Fulda arbeitet dabei eng mit der benachbarten Gemeinde Petersberg zusammen und kooperiert mit Landes- und Bundesbehörden. Das Projekt „Schnellere Gründung“ soll überflüssige Hürden beseitigen und die Selbstständigkeit zugänglicher machen. Durch die Modernisierung des Anmeldeverfahrens erhofft sich die Stadt, mehr Start-ups anzuziehen und die regionale Wirtschaft zu stärken.
Die Auswahl Fuldas als Modellregion unterstreicht seine Rolle bei der Erprobung digitaler Verwaltungslösungen, die Gründungsprozesse beschleunigen sollen. Gleichzeitig zeigt das Vorhaben das Engagement Hessens, Gründer zu fördern und landesweit Innovation voranzutreiben.

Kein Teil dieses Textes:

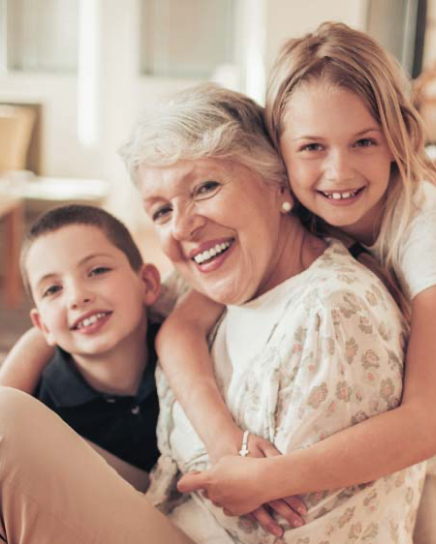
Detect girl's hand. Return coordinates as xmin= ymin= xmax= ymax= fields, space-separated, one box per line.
xmin=177 ymin=454 xmax=306 ymax=536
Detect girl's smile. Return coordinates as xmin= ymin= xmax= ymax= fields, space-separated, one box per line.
xmin=280 ymin=81 xmax=393 ymax=244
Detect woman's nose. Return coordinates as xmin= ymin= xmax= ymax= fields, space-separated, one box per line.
xmin=172 ymin=207 xmax=206 ymax=241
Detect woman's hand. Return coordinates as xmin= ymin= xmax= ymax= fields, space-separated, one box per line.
xmin=178 ymin=450 xmax=307 ymax=536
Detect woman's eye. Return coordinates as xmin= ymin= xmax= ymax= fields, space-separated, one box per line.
xmin=42 ymin=285 xmax=62 ymax=298
xmin=356 ymin=138 xmax=376 ymax=147
xmin=193 ymin=181 xmax=221 ymax=200
xmin=151 ymin=206 xmax=172 ymax=223
xmin=89 ymin=266 xmax=110 ymax=276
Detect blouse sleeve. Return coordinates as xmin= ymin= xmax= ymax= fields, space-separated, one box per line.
xmin=400 ymin=210 xmax=436 ymax=299
xmin=275 ymin=286 xmax=403 ymax=451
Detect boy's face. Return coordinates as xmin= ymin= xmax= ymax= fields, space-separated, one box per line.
xmin=25 ymin=225 xmax=159 ymax=356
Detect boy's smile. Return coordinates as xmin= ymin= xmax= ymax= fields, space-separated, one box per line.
xmin=25 ymin=225 xmax=157 ymax=358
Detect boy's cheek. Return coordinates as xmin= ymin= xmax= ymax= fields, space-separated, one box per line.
xmin=30 ymin=308 xmax=56 ymax=346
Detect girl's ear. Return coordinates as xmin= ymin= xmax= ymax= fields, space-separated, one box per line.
xmin=30 ymin=308 xmax=56 ymax=346
xmin=140 ymin=264 xmax=160 ymax=306
xmin=280 ymin=187 xmax=295 ymax=213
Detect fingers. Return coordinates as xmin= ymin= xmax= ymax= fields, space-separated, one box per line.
xmin=177 ymin=471 xmax=208 ymax=493
xmin=261 ymin=440 xmax=281 ymax=457
xmin=282 ymin=496 xmax=307 ymax=516
xmin=248 ymin=434 xmax=280 ymax=457
xmin=268 ymin=500 xmax=304 ymax=527
xmin=251 ymin=506 xmax=283 ymax=537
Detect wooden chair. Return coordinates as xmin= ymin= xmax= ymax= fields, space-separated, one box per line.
xmin=0 ymin=104 xmax=36 ymax=173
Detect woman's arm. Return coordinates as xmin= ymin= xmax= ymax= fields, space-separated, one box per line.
xmin=156 ymin=291 xmax=243 ymax=462
xmin=0 ymin=327 xmax=54 ymax=394
xmin=156 ymin=291 xmax=306 ymax=536
xmin=180 ymin=287 xmax=436 ymax=515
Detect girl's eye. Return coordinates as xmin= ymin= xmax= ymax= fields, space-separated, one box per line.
xmin=300 ymin=143 xmax=323 ymax=151
xmin=193 ymin=181 xmax=221 ymax=200
xmin=151 ymin=205 xmax=172 ymax=223
xmin=42 ymin=285 xmax=62 ymax=298
xmin=89 ymin=266 xmax=110 ymax=276
xmin=355 ymin=138 xmax=376 ymax=147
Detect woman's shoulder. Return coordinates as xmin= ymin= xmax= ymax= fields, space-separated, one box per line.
xmin=292 ymin=240 xmax=399 ymax=315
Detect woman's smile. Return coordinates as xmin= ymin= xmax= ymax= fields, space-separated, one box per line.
xmin=189 ymin=238 xmax=235 ymax=272
xmin=139 ymin=159 xmax=289 ymax=304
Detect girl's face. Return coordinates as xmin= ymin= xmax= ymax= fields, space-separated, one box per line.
xmin=280 ymin=81 xmax=393 ymax=244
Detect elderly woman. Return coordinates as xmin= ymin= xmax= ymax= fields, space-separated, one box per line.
xmin=0 ymin=86 xmax=424 ymax=544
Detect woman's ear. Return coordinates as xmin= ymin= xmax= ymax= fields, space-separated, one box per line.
xmin=30 ymin=308 xmax=56 ymax=346
xmin=280 ymin=187 xmax=294 ymax=214
xmin=139 ymin=264 xmax=160 ymax=306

Bei Erfolg könnte die Initiative die Unternehmensgründung in Hessen grundlegend verändern. Gründer in Fulda sollen bald alle notwendigen Schritte online und innerhalb von 24 Stunden erledigen können. Die Neuerungen sollen nicht nur den Papierkram reduzieren, sondern auch mehr Menschen ermutigen, den Schritt in die Selbstständigkeit zu wagen.